- A softer tone surrounding the USD assisted gold to gain some traction on Thursday.
- COVID-19 vaccine optimism might cap the upside for the safe-haven precious metal.
- Holiday-thinned liquidity warrants some caution before placing fresh directional bets.
Gold edged higher during the Asian session on Thursday and was last seen trading with modest daily gains, just above the $1810 level.
Following the previous day’s two-way/directionless price move, the precious metal managed to gain some positive traction amid a softer tone surrounding the US dollar. The incoming softer US macro releases added to worries about the economic fallout from the continuous surge in new coronavirus cases and dragged the USD to its lowest level in more than two months. This, in turn, was seen as one of the key factors lending some support to the dollar-denominated commodity.
According to the data released on Wednesday, the number of Americans filing for unemployment insurance unexpectedly jumped to 778K during the week that ended on November 20. The downbeat report suggests that imposition of new COVID-19 restrictions was undermining the labor market recovery. Adding to this, the minutes of the November 4-5 FOMC meeting further fueled speculations about additional monetary easing by the Fed in December and kept the USD bulls on the defensive.
The minutes revealed that policymakers debated a range of options to tweak the bond-buying program to support the economic recovery and judged that an update on its guidance for asset purchases was needed fairly soon. Participants also noted the committee could provide more accommodation, if appropriate, which extended some additional support to the non-yielding yellow metal.
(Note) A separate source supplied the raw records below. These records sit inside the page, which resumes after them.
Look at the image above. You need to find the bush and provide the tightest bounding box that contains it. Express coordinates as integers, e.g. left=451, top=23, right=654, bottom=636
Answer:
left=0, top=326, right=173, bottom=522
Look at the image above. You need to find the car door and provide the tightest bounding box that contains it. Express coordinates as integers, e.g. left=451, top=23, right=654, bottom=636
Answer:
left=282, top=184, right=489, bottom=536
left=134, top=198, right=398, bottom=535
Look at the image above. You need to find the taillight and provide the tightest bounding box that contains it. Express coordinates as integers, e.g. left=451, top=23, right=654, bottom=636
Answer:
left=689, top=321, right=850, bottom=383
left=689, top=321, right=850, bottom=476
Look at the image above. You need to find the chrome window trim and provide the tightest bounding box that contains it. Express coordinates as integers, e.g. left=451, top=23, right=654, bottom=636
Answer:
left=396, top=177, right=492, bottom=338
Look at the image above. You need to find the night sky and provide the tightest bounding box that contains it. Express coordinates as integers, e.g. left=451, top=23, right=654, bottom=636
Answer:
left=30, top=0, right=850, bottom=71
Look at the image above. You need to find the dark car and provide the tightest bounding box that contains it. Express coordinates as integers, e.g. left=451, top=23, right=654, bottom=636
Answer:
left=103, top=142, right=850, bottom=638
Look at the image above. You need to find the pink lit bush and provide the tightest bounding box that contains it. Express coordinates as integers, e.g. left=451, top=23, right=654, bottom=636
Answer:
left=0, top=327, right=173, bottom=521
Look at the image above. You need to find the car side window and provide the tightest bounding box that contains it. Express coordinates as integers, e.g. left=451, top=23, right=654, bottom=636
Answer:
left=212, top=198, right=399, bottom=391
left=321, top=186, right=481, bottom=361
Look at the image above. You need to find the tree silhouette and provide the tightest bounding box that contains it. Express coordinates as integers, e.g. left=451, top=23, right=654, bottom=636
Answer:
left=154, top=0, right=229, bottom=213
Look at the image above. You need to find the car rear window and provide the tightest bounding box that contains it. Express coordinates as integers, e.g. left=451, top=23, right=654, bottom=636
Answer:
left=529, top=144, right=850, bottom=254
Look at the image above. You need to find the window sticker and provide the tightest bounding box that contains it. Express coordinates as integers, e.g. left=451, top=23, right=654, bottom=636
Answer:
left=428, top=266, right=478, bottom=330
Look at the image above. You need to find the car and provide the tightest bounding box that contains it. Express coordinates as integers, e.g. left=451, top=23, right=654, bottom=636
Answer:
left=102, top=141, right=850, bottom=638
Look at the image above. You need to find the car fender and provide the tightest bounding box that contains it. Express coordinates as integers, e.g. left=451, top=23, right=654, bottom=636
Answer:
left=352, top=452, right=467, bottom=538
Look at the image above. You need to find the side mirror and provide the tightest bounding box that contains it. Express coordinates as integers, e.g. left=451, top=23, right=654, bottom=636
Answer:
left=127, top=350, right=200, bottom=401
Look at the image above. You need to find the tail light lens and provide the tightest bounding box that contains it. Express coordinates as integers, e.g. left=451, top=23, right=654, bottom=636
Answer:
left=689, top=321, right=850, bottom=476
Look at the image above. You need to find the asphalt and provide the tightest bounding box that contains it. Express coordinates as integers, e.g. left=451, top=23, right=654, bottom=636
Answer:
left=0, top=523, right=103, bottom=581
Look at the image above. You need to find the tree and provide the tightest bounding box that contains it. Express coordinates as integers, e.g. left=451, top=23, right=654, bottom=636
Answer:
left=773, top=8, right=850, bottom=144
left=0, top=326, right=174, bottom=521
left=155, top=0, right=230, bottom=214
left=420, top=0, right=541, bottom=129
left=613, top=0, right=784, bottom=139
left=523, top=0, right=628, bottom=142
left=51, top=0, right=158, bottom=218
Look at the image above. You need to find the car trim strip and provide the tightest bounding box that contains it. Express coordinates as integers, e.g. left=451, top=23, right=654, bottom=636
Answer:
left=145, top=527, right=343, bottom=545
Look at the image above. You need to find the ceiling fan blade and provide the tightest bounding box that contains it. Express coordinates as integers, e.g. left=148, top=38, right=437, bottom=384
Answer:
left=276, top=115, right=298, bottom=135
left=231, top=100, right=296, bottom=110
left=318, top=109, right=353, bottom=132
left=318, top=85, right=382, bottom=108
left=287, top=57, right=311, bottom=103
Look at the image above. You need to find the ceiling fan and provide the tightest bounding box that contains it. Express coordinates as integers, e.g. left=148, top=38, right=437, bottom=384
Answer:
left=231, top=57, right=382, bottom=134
Despite the supporting factors, the latest optimism over a potential vaccine for the highly contagious coronavirus disease kept a lid on any runaway rally for the safe-haven XAU/USD. This makes it prudent to wait for some follow-through buying before confirming that the precious metal has bottomed out in the near-term and positioning for any further recovery.
From a technical perspective, bearish traders might wait for a sustained break below the $1800 mark, or four-month lows touched earlier this week, nearing the important 200-day SMA, before placing fresh bets. That said, the XAU/USD is more likely to continue with its consolidative price action amid thin liquidity conditions on the back of the Thanksgiving holiday in the US.